WITH get_unique_postings AS (
SELECT
count(DISTINCT description) AS record_count
FROM
data_analyst.jobs
GROUP BY
description
)
SELECT
sum(record_count) AS total_unique_records
FROM
get_unique_postings;
Results:
total_unique_records |
---|
20008 |
3. List the days where there were no jobs posted.
WITH get_single_day AS (
SELECT
date_time::date AS post_date
FROM
data_analyst.jobs
GROUP BY
post_date
ORDER BY
post_date
)
SELECT
post_date
FROM
get_single_day
WHERE NOT EXISTS (
SELECT generate_series('2022-11-04', '2023-09-08', INTERVAL '1 day')::date
);
Results:
post_date |
---|
NULL |
4. List the top 20 companies and the number of exact job postings.
SELECT
company_name,
count(*) AS same_post_count
FROM
data_analyst.jobs
GROUP BY
company_name,
description
HAVING
count(*) > 1
ORDER BY
same_post_count DESC
LIMIT 20;
Results:
company_name | same_post_count |
---|---|
cox communications | 258 |
cox communications | 93 |
edward jones | 82 |
edward jones | 71 |
edward jones | 52 |
edward jones | 39 |
edward jones | 35 |
commercial solutions | 35 |
walmart | 35 |
walmart | 34 |
edward jones | 33 |
tulsa remote | 32 |
edward jones | 31 |
american technology consulting - atc | 31 |
vse corporation | 30 |
walmart | 29 |
swisslog | 28 |
walmart | 28 |
atc | 28 |
cox communications | 27 |
5. List the first six fields (columns) and description tokens for five random rows from this table.
SELECT
data_job_id,
idx,
title,
company_name,
job_location,
via,
description_tokens
FROM
data_analyst.jobs
ORDER BY
random()
LIMIT 5;
Results:
data_job_id | idx | title | company_name | job_location | via | description_tokens |
---|---|---|---|---|---|---|
16014 | 1485 | data analyst due diligence | upwork | anywhere | upwork | {excel} |
9161 | 370 | senior data analyst - cox business | cox communications | midwest city, ok | ziprecruiter | {tableau,excel} |
17520 | 2991 | tableau developer/consultant to help develop and beautify dashboards | upwork | anywhere | upwork | {tableau} |
3007 | 920 | quality assurance data analyst | vets2industry | united states | bebee | {sap,spreadsheet,r,airflow} |
15556 | 1027 | need data scientist | upwork | anywhere | upwork | {sql,git,docker,python} |
6. How many records do not have any salary information and what is the percentage of records that do not have any salary information?
WITH get_totals_cte AS (
SELECT
(SELECT * FROM get_record_count) AS total_records,
count(*) AS no_salary_count
FROM
data_analyst.jobs
WHERE
salary_standardized IS NULL
)
SELECT
total_records AS total_record_count,
no_salary_count,
total_records - no_salary_count AS record_diff,
round(100 * no_salary_count::numeric / total_records, 2) AS no_salary_percentage
FROM
get_totals_cte;
Results:
total_record_count | no_salary_count | record_diff | no_salary_percentage |
---|---|---|---|
28375 | 23255 | 5120 | 81.96 |
7. List basic salary statistics (mean, min, median...) for hourly rates and the specific shedule type.

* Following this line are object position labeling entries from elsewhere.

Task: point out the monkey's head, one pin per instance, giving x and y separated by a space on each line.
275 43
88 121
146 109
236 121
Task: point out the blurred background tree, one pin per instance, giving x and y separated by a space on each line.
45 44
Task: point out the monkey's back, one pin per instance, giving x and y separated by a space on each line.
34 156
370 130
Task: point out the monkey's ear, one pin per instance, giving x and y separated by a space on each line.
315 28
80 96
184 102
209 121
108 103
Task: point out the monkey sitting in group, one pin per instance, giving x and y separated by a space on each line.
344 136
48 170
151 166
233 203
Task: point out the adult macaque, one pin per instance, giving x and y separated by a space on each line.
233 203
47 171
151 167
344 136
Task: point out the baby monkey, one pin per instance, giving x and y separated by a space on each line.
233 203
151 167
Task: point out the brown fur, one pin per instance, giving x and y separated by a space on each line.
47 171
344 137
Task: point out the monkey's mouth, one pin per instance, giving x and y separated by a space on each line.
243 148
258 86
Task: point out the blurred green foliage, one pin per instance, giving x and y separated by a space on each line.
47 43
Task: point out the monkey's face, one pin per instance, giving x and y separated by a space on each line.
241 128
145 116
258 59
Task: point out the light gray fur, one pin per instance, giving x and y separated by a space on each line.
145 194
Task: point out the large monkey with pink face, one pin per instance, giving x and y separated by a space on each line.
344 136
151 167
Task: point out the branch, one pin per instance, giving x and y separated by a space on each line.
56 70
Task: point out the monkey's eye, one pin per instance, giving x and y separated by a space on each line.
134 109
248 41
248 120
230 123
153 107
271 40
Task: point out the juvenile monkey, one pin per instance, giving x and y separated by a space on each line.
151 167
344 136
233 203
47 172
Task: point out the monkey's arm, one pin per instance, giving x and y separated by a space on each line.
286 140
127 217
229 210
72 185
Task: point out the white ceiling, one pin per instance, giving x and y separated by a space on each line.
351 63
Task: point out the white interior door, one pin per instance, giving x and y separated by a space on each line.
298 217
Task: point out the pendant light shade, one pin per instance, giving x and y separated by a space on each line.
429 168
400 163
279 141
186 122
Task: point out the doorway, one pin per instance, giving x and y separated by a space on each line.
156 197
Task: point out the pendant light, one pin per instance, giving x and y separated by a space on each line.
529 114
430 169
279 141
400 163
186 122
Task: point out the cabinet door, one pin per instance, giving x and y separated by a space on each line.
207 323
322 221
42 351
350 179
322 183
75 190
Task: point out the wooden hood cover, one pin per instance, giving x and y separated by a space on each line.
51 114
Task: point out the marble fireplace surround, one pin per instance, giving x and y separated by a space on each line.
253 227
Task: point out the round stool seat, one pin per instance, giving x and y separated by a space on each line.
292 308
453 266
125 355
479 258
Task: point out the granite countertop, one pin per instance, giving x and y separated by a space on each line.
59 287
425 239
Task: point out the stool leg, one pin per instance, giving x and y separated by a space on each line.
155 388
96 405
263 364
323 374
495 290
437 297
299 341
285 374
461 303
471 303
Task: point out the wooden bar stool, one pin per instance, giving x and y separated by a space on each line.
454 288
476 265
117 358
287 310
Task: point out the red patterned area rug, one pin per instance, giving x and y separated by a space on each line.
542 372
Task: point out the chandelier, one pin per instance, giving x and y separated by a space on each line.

WITH get_hourly_stats AS (
SELECT
CASE
WHEN schedule_type = 'Contractor and Temp work' THEN 'Contractor'
WHEN schedule_type = 'Full-time and Part-time' OR schedule_type = 'Full-time, Part-time, and Internship' THEN 'Full-time'
WHEN schedule_type IS NULL THEN 'Uknown'
ELSE schedule_type
END AS hourly_rate_schedule_type,
count(*) AS number_of_jobs,
round(min(salary_hourly)::NUMERIC, 2) AS hourly_min,
round(avg(salary_hourly)::NUMERIC, 2) AS hourly_avg,
round(percentile_cont(0.25) WITHIN GROUP (ORDER BY salary_hourly)::NUMERIC, 2) AS hourly_25_perc,
round(percentile_cont(0.5) WITHIN GROUP (ORDER BY salary_hourly)::NUMERIC, 2) AS hourly_median,
round(percentile_cont(0.75) WITHIN GROUP (ORDER BY salary_hourly)::NUMERIC, 2) AS hourly_75_perc,
round(MODE() WITHIN GROUP (ORDER BY salary_hourly)::NUMERIC, 2) AS hourly_mode,
round(max(salary_hourly)::NUMERIC, 2) AS hourly_max
FROM
data_analyst.jobs
WHERE
salary_hourly IS NOT NULL
GROUP BY
hourly_rate_schedule_type
)
SELECT
hourly_rate_schedule_type,
number_of_jobs,
cast(hourly_min AS money) AS hourly_min,
cast(hourly_avg AS money) AS hourly_min,
cast(hourly_25_perc AS money) AS hourly_25_perc,
cast(hourly_median AS money) AS hourly_median,
cast(hourly_75_perc AS money) AS hourly_75_perc,
cast(hourly_mode AS money) AS hourly_mode,
cast(hourly_max AS money) AS hourly_max
FROM
get_hourly_stats;
Results:
hourly_rate_schedule_type | number_of_jobs | hourly_min | hourly_min | hourly_25_perc | hourly_median | hourly_75_perc | hourly_mode | hourly_max |
---|---|---|---|---|---|---|---|---|
Contractor | 2639 | $9.00 | $43.92 | $29.00 | $39.90 | $57.50 | $57.50 | $300.00 |
Full-time | 511 | $11.00 | $41.27 | $23.27 | $35.50 | $57.50 | $23.27 | $125.00 |
Internship | 3 | $21.00 | $22.17 | $21.75 | $22.50 | $22.75 | $21.00 | $23.00 |
Part-time | 50 | $12.00 | $43.27 | $25.00 | $31.50 | $56.13 | $30.00 | $112.50 |
Uknown | 6 | $27.50 | $57.46 | $57.95 | $62.50 | $66.88 | $67.50 | $67.50 |
8. List basic salary statistics (mean, min, median...) for yearly rates and the specific shedule type.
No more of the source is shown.